Lluís Fernández
Drogotas y pasotas
La época dorada de las drogas fue durante el jipismo, en los felices años 60. La juventud contracultura descubrió el LSD y la marihuana y se puso ciego de drogas alucinógenas, lo que dio lugar a la cultura psicodélica, la meditación trascendental y el enrolle místico. Todo parecía de lo más jovial e intrascendente. Porros, secantes de LSD y comunas anunciaban el pasotismo juvenil.

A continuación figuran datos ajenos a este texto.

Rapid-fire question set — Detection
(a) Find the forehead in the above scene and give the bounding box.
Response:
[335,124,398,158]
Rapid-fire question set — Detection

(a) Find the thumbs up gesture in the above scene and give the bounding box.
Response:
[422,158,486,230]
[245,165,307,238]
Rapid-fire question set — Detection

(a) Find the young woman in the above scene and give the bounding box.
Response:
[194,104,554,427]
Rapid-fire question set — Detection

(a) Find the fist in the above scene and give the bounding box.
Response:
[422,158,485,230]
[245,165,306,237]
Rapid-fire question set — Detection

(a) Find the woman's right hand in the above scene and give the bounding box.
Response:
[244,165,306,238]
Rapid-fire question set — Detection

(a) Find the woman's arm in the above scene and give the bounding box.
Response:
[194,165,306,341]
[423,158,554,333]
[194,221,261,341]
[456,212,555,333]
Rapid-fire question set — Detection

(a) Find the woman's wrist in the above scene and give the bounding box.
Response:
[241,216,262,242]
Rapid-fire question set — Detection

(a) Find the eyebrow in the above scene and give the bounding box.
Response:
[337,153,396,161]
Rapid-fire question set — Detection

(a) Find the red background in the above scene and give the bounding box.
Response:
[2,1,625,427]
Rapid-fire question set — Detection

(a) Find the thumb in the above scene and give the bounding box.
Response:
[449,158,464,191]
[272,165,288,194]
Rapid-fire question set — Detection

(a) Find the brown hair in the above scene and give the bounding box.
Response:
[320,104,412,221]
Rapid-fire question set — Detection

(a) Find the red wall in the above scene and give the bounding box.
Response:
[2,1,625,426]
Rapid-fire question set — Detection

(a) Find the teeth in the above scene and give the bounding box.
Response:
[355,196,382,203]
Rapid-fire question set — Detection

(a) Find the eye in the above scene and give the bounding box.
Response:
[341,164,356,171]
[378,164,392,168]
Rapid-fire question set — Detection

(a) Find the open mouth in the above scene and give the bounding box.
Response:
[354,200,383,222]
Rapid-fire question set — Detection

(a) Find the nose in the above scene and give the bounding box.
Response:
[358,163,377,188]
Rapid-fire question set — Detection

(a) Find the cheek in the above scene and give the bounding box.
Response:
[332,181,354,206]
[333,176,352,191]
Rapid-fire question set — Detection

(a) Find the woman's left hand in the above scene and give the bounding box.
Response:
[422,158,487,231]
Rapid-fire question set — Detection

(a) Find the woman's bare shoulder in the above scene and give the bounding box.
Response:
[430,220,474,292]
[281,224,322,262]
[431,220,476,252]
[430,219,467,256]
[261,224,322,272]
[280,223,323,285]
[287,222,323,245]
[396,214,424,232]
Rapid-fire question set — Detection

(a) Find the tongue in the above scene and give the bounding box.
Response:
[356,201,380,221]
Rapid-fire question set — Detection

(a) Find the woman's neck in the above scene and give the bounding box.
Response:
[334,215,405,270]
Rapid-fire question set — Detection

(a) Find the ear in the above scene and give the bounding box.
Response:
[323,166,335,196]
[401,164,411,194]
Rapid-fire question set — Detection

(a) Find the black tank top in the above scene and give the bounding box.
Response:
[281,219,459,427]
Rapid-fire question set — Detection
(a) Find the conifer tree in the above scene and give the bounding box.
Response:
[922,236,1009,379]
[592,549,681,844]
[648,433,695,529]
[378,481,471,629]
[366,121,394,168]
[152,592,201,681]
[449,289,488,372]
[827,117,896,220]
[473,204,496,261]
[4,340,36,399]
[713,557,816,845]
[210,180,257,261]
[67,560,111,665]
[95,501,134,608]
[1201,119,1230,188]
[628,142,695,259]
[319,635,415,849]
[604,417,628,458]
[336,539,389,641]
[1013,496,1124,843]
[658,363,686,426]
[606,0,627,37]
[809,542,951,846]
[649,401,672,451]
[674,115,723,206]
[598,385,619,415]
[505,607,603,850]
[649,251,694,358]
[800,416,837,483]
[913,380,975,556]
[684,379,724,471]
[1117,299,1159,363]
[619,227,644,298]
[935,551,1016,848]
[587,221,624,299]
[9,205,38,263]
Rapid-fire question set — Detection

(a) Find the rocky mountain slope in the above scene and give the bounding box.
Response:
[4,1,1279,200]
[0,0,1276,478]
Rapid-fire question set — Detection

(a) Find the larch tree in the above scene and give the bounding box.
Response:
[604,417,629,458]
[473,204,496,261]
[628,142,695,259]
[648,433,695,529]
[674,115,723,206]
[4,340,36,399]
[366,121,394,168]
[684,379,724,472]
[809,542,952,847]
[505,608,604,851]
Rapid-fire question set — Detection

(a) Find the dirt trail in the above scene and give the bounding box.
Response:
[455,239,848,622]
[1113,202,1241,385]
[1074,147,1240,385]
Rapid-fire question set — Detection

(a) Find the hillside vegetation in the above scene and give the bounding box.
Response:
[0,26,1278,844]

Ese que personificó como ningún otro el escritor Hunter S. Thompson en su famoso reportaje «Miedo y asco en Las Vegas», summa del periodismo Gonzo.
Mientras el fenómeno contracultural se fraguaba en San Francisco, el autobús lisérgico de Ken Kesey –autor de «Alguien voló sobre el nido del cuco»– recorrió Estados Unidos para visitar al gurú del LSD, Timothy Leary, en su mansión de Illbroock, relatado por Tom Wolfe en «Gaseosa de ácido eléctrico».
Fue Peter Fonda el primer intérprete de un «viaje» de LSD en ««The Trip» (1967), pero «Easy Rider» (1969), de Dennis Hoper y Peter Fonda, puso de moda la coca en el mundo elegante de Hollywood.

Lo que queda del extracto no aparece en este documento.